O ministro Alexandre de Moraes, do Supremo Tribunal Federal, deve analisar o pedido de prisão domiciliar apresentado pela defesa de Jair Bolsonaro após a realização de uma perícia médica no ex-presidente.

Bolsonaro está internado há cerca de uma semana em um hospital de Brasília, com diagnóstico de broncopneumonia. Apesar de apresentar melhora no quadro clínico, ainda não há previsão de alta.

A defesa do ex-presidente solicita a transferência para o regime domiciliar desde o final do ano passado. Segundo Moraes, a análise do pedido dependerá de um laudo pericial, que deverá ser realizado após a saída de Bolsonaro do hospital — procedimento já adotado em outras ocasiões semelhantes.

Nos últimos meses, o ministro negou pedidos do mesmo tipo.

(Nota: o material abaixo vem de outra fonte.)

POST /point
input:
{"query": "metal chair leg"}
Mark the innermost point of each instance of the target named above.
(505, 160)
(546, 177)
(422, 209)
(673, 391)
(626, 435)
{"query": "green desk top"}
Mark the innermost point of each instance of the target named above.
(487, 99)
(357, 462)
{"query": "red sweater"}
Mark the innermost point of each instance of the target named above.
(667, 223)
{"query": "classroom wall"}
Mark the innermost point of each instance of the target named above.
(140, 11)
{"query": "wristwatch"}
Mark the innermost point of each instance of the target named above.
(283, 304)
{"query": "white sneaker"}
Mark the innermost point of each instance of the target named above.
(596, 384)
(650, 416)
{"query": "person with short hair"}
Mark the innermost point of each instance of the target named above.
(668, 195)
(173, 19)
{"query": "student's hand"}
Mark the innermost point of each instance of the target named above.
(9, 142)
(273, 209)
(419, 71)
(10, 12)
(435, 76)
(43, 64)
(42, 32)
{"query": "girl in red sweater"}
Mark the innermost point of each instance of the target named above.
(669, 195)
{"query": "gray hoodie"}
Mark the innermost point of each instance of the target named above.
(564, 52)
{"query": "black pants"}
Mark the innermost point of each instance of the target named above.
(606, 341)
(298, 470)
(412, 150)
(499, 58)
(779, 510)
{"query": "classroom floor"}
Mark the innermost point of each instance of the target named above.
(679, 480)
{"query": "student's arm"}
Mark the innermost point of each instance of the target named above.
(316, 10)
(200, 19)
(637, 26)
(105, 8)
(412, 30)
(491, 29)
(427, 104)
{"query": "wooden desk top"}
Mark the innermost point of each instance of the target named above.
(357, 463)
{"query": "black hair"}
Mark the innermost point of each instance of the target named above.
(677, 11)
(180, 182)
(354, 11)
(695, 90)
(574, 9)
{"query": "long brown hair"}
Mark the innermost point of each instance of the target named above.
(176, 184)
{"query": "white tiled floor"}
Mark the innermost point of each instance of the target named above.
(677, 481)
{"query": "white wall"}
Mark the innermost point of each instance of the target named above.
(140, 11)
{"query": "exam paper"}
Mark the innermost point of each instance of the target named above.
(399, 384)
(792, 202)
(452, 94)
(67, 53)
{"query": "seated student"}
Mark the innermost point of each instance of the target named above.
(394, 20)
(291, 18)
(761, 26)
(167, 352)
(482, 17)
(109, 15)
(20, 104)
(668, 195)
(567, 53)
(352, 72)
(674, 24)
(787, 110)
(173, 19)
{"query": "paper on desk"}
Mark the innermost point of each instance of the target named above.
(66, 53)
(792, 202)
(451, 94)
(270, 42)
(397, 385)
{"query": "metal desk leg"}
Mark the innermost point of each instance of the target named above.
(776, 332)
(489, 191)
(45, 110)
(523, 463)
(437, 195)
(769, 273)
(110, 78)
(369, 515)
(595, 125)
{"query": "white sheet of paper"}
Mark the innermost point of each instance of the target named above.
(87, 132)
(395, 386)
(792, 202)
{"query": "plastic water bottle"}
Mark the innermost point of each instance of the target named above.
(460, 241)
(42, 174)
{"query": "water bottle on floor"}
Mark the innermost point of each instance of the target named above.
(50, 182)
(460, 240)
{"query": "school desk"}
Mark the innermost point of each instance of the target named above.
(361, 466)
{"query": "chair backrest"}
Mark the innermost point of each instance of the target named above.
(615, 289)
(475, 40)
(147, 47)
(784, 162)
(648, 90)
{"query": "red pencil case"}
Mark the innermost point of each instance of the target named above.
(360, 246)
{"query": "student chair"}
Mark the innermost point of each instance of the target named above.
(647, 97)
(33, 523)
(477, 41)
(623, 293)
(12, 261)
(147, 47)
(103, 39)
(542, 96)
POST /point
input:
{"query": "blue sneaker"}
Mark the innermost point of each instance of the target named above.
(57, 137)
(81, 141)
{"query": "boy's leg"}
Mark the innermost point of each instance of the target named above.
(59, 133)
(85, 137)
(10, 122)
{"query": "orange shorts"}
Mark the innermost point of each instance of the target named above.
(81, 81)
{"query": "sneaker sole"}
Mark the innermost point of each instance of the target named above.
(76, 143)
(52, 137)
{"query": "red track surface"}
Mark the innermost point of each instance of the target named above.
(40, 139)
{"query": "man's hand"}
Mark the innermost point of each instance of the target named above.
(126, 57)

Em decisões anteriores, baseadas em perícias médicas, foi considerado que o atendimento de saúde disponível no sistema prisional atende às necessidades do ex-presidente.

Bolsonaro foi condenado a 27 anos e três meses de prisão por tentativa de golpe de Estado. Desde janeiro, ele cumpre pena no Complexo Penitenciário da Papuda, em Brasília.

Nos bastidores, há expectativa por parte de aliados de que o novo pedido possa resultar em uma decisão favorável. O senador Flávio Bolsonaro se reuniu recentemente com Moraes para reforçar a solicitação apresentada pela defesa.

Outras figuras públicas também já manifestaram apoio ao pedido, como o governador de São Paulo, Tarcísio Gomes de Freitas, e a ex-primeira-dama Michelle Bolsonaro.

Em episódios anteriores, decisões judiciais relacionadas à situação de Bolsonaro incluíram a concessão e posterior revogação de medidas como prisão domiciliar e prisão preventiva, após o descumprimento de determinações estabelecidas pela Justiça.